El trío inmortal avanzó por las calles de Ostia, sus pasos resonando suavemente en los adoquines mientras sus ojos absorbían los matices de la vida que se desplegaba a su alrededor. La ciudad, aunque no tan grandiosa como la Roma de la que tanto habían oído hablar, poseía su propio encanto y bullicio, una mezcla de lo mundano y lo maravilloso.

Las tiendas a lo largo de las calles ofrecían una variedad de mercancías, desde tejidos finos y joyas hasta frutas frescas y especias exóticas. Los vendedores proclamaban la calidad de sus productos con voces fuertes y persuasivas, mientras que los compradores regateaban con igual fervor.

Adrian observó a los humanos a su alrededor, sus vidas efímeras parpadeando como llamas titilantes en la inmensidad de su existencia eterna. Había una belleza en su transitoriedad, una chispa de lo divino en sus alegrías y tragedias cotidianas.

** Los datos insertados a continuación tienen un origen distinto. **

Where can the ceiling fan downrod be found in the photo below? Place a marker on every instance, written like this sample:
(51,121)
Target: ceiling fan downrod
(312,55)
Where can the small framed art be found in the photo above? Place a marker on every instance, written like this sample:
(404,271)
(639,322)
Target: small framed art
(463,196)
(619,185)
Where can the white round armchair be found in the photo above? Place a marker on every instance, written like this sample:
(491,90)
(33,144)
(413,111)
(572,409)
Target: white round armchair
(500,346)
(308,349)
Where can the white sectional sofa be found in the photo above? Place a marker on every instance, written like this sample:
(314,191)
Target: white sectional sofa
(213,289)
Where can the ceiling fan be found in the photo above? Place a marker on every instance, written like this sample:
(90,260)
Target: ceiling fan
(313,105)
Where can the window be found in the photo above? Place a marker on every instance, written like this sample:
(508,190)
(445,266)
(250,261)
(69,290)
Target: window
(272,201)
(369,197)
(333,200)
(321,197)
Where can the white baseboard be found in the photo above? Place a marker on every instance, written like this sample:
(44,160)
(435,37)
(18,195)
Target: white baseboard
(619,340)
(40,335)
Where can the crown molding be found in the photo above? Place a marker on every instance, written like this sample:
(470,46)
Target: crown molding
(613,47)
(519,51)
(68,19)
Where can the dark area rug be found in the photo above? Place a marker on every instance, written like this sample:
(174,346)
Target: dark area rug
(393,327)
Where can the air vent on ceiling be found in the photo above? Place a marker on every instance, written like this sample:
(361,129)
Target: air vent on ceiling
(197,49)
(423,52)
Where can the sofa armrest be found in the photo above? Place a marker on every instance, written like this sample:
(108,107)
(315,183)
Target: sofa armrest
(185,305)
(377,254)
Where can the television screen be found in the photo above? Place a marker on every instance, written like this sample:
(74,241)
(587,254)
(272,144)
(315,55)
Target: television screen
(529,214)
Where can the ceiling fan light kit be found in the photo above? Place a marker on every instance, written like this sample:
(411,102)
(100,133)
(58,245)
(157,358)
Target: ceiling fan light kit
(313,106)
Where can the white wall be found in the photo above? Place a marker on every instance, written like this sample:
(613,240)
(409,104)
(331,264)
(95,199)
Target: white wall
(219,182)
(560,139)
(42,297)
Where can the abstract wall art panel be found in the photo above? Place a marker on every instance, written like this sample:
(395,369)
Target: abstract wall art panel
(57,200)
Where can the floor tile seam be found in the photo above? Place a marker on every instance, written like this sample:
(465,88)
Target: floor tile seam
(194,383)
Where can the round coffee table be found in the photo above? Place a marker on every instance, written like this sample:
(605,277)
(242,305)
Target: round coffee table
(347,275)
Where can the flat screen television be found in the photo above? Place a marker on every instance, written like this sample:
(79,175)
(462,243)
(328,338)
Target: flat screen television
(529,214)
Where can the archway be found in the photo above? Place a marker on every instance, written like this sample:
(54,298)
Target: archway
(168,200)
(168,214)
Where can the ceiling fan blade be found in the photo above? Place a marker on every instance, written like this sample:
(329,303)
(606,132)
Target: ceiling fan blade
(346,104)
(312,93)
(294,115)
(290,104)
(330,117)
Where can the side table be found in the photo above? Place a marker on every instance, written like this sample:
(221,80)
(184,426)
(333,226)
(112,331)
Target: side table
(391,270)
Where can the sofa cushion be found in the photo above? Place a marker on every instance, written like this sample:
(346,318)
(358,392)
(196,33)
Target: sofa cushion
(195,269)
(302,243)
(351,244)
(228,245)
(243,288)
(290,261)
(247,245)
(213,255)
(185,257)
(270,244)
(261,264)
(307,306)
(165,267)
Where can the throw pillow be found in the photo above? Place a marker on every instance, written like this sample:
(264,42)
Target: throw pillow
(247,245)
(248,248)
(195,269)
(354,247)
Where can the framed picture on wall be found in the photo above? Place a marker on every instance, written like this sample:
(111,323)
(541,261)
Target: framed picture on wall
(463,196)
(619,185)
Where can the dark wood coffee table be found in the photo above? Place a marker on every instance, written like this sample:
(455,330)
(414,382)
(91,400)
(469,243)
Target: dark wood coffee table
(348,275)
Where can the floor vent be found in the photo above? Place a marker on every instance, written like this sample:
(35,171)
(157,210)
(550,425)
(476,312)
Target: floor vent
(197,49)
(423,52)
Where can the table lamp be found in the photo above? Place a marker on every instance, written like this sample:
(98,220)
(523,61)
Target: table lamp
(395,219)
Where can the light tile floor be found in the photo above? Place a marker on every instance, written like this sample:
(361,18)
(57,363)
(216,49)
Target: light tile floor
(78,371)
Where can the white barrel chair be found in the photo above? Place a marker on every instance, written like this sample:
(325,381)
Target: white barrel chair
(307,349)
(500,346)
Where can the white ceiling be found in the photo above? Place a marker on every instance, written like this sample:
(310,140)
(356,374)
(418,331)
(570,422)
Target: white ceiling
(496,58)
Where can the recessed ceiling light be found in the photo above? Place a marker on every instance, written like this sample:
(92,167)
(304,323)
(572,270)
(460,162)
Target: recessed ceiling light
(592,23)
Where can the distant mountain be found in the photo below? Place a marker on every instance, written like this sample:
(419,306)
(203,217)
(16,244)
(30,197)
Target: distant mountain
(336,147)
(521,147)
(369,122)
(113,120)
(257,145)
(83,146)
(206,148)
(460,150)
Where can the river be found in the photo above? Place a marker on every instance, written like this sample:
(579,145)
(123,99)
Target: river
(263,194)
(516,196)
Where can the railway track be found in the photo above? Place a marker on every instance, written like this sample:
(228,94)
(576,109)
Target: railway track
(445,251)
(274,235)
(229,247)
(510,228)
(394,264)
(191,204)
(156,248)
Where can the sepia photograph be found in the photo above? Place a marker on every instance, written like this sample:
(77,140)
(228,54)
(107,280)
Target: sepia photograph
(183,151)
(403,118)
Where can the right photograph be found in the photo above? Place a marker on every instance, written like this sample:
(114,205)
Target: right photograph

Clio, con su cabello oscuro fluyendo suavemente detrás de ella, se detuvo para observar a una anciana que vendía flores, sus dedos arrugados acariciando delicadamente los pétalos mientras susurra palabras suaves a cada brote y capullo. Había una ternura en sus ojos que hablaba de años de cuidado y devoción, y por un momento, Clio se encontró sumida en una reflexión silenciosa.

Lysandra, por otro lado, se sintió atraída por un grupo de niños que jugaban en una plaza cercana, sus risas y gritos de deleite creando una melodía que desafiaba las preocupaciones y penas del mundo adulto. Sus ojos, que habían visto siglos pasar, se suavizaron al observar la inocencia y la alegría desenfrenada que se desplegaba ante ella.

Mientras continuaban su camino, las estructuras a su alrededor comenzaban a cambiar, volviéndose más grandiosas y opulentas a medida que se acercaban a la vía Appia, la carretera que los llevaría directamente al corazón de Roma. La piedra y el mármol se alzaban en estructuras majestuosas, y la presencia de la riqueza y el poder era palpable en el aire.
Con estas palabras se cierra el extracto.